GATE CSE 2024 | Set 1 | Question: 8

Question

Consider the following $\mathrm{C}$ program:

#include <stdio.h>

int main() {

int a=6;

int b = 0;

while (a<10)   {

a = a / 12+1 ;

a += b ;}

printf ("%d", a);

return 0 ; }

Which one of the following statements is CORRECT?

• A. The program prints $9$ as output
• B. The program prints $10$ as output
• C. The program gets stuck in an infinite loop
• D. The program prints $6$ as output

Answer 1

The initial value is $a=6,b=0$. When the first time while loop is runs the conditions become true as $(6<10)$. Now control enters inside the for loops and executes the following lines:

$a=a/12+1\implies (6/12)+1=0+1=1$: it returns $a=1$

$a=a+b \implies1+0=1$: it returns again $a=1$

Now in the second iteration again while conditions become true as $(1<10)$ and again control enters inside the loops and executes the inside statements:

$a=a/12+1$: it returns $a=1$

$a=a+b$: it returns again $a=1$

If we execute again and again every time conditions become true.
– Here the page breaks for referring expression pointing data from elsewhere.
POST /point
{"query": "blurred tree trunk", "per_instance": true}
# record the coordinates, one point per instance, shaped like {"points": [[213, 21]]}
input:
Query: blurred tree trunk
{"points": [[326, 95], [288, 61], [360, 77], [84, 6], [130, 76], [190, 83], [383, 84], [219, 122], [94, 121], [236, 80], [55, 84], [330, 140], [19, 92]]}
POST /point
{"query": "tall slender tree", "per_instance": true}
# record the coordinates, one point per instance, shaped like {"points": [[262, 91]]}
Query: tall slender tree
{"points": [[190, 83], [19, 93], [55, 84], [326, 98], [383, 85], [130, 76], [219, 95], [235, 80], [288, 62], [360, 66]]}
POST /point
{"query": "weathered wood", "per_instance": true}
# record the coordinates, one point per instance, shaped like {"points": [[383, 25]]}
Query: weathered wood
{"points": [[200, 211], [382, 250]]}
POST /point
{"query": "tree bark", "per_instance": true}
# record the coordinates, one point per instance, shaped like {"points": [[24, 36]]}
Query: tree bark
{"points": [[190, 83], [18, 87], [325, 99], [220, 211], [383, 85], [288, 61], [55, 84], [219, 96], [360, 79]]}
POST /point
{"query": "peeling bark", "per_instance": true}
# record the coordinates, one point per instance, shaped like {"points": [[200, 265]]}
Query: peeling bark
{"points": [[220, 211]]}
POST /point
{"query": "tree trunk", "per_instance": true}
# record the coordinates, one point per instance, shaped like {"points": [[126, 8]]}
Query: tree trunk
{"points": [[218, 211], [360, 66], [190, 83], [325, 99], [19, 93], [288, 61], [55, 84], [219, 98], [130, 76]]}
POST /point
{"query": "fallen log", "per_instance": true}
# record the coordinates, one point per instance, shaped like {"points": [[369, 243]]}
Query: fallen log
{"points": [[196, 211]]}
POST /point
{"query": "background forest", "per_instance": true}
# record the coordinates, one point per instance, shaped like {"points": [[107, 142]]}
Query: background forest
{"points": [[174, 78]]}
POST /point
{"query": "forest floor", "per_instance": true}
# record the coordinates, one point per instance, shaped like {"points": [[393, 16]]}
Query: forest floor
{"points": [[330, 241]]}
So no output is printed and programs go into infinite loops.

Answer 2

In 1st iteration,

a = 6/10 +1
a += 0
Since a is an integer, a = 1 at the end of first iteration

In 2nd iteration,

a = 1/10 +1
a += 0
Since a is an integer, a = 1 at the end of second iteration

So, value of a will always be less than 10, the while loop will never end.

Answer: option C

Answer 3

Inside the while loop a is a dependent variable that while loop will use for it's recurrence.

and we have a as,

a = a/12 + 1;

a += b; 

with a = 6 and b = 0 as initial values.

so, a = 6/12 + 1 = 0.5 + 1 = 0 + 1 [because a is an integer variable where any values after decimal point are simply dropped.]

and then a = 1 + 0 = 1

similarly more runs of a will make the value of a as 1 only. Because of the integer division.

Hence the program will never end. Option C.